Key findings – slower frailty progression with SGLT-2 and GLP-1 therapies
Older adults newly prescribed a GLP-1 receptor agonist, such as semaglutide (Ozempic) or liraglutide (Victoza), demonstrated a mean CFI change of –0.007 (95 per cent CI: –0.011 to –0.004) compared with matched new users of DPP-4 inhibitors. Those initiating SGLT-2 inhibitors, including empagliflozin (Jardiance) and dapagliflozin (Farxiga), experienced a mean change of –0.005 (95 per cent CI: –0.008 to –0.002).
These figures represent a statistically significant slowing in frailty progression over the study period. In contrast, people beginning sulfonylureas did not show a meaningful difference relative to DPP-4 inhibitor users.

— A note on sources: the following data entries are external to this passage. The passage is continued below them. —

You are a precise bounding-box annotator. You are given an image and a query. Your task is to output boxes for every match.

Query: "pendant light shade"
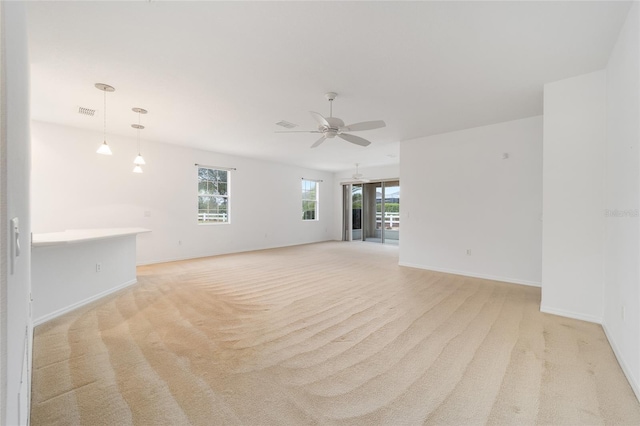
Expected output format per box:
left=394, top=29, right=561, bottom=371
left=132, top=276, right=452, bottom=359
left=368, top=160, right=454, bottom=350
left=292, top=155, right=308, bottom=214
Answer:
left=133, top=154, right=147, bottom=166
left=95, top=83, right=116, bottom=155
left=131, top=108, right=147, bottom=173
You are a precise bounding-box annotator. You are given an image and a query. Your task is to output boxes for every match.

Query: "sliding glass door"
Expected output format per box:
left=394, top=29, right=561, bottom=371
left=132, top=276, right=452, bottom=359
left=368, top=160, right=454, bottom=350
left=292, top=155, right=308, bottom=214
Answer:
left=344, top=180, right=400, bottom=244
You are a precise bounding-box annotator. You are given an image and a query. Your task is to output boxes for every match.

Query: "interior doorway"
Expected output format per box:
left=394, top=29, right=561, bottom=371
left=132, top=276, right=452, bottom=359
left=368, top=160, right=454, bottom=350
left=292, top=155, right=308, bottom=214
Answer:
left=344, top=180, right=400, bottom=245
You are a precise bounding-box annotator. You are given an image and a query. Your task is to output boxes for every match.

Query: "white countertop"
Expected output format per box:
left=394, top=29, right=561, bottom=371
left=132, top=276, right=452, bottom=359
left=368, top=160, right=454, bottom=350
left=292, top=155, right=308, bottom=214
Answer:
left=31, top=228, right=151, bottom=247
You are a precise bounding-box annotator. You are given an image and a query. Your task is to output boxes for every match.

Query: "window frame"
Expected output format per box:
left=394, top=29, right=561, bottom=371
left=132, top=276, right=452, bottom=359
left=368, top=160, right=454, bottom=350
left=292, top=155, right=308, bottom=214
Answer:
left=300, top=178, right=320, bottom=222
left=196, top=165, right=231, bottom=225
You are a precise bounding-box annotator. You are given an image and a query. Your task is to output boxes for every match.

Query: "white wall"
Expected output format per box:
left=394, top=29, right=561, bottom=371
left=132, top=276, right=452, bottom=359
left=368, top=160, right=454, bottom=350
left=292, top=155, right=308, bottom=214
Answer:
left=603, top=2, right=640, bottom=398
left=332, top=164, right=402, bottom=241
left=31, top=122, right=334, bottom=264
left=31, top=234, right=137, bottom=325
left=541, top=71, right=606, bottom=322
left=0, top=2, right=33, bottom=425
left=400, top=117, right=542, bottom=285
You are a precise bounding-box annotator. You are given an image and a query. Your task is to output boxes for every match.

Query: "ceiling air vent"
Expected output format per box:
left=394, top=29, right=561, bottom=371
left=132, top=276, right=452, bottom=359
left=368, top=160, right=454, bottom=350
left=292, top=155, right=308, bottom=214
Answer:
left=78, top=107, right=96, bottom=117
left=276, top=120, right=298, bottom=129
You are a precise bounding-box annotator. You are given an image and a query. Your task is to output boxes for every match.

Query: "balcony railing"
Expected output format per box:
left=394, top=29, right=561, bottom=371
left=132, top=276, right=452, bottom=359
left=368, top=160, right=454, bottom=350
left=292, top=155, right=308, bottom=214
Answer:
left=198, top=213, right=228, bottom=223
left=376, top=213, right=400, bottom=229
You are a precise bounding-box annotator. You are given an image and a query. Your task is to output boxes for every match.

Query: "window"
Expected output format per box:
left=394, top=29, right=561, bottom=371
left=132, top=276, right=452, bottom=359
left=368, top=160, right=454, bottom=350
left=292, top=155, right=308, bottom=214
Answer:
left=198, top=167, right=229, bottom=223
left=302, top=179, right=320, bottom=220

Importantly, the study found that cardiovascular events and other safety-related health issues explained only a small proportion of the protective association. This suggests that these classes of medications may exert a more direct biological effect on mechanisms related to frailty, such as inflammation, physical function, or metabolic stress.
Why frailty matters in older adults with type 2 diabetes
Frailty is common among older adults and especially prevalent in people living with type 2 diabetes. Previous research indicates that 10–15 per cent of adults over the age of 65 meet criteria for frailty, with substantially higher rates among those with diabetes. Multiple factors contribute to this increased vulnerability, including chronic low-grade inflammation, accelerated muscle loss, cardiovascular disease, and the overall physiological strain of managing a long-term condition.
Frailty is linked to an elevated risk of falls, disability, hospital admission, diminished quality of life, and reduced survival. Because frailty is difficult to reverse once it becomes established, clinicians and researchers have prioritised strategies that can delay or slow its progression. The study’s findings therefore hold particular significance for geriatric diabetes care.
Clinical implications – a possible shift in medication decision-making
The results may encourage clinicians to consider the broader health trajectory of older adults when selecting diabetes medications, especially as SGLT-2 inhibitors and GLP-1 receptor agonists are increasingly used for combined glycaemic, cardiovascular, and renal protection.
Chanmi Park, MD, MPH, the study’s lead author and Assistant Scientist I at the Hinda and Arthur Marcus Institute for Aging Research at Hebrew SeniorLife, highlighted this point:
“While SGLT-2 inhibitors and GLP-1 receptor agonists are primarily prescribed for blood sugar control and heart protection, our findings show they may also help older adults with diabetes stay stronger and less vulnerable to health setbacks. Because frailty is common, serious, and hard to reverse, this could meaningfully change how clinicians think about medication choices for ageing patients.”
A promising step towards more holistic diabetes care
The study adds to a growing body of literature suggesting that newer diabetes medications may offer multidimensional benefits. By potentially supporting physical resilience in addition to metabolic and cardiovascular health, SGLT-2 inhibitors and GLP-1 receptor agonists could become central tools in promoting healthier ageing for people living with type 2 diabetes.
Further research will be needed to better understand the biological mechanisms at play and to determine whether similar benefits appear in more diverse patient populations and longer-term studies.
CCH insight:
The results of this study are very encouraging from the perspective of GLP-1 medications and muscle mass/strength. There are currently concerns in some quarters about potential excess loss of muscle mass and sarcopenia accompanying weight loss from these drugs. However, this study points towards a positive impact on physical strength and function from GLP-1 therapy.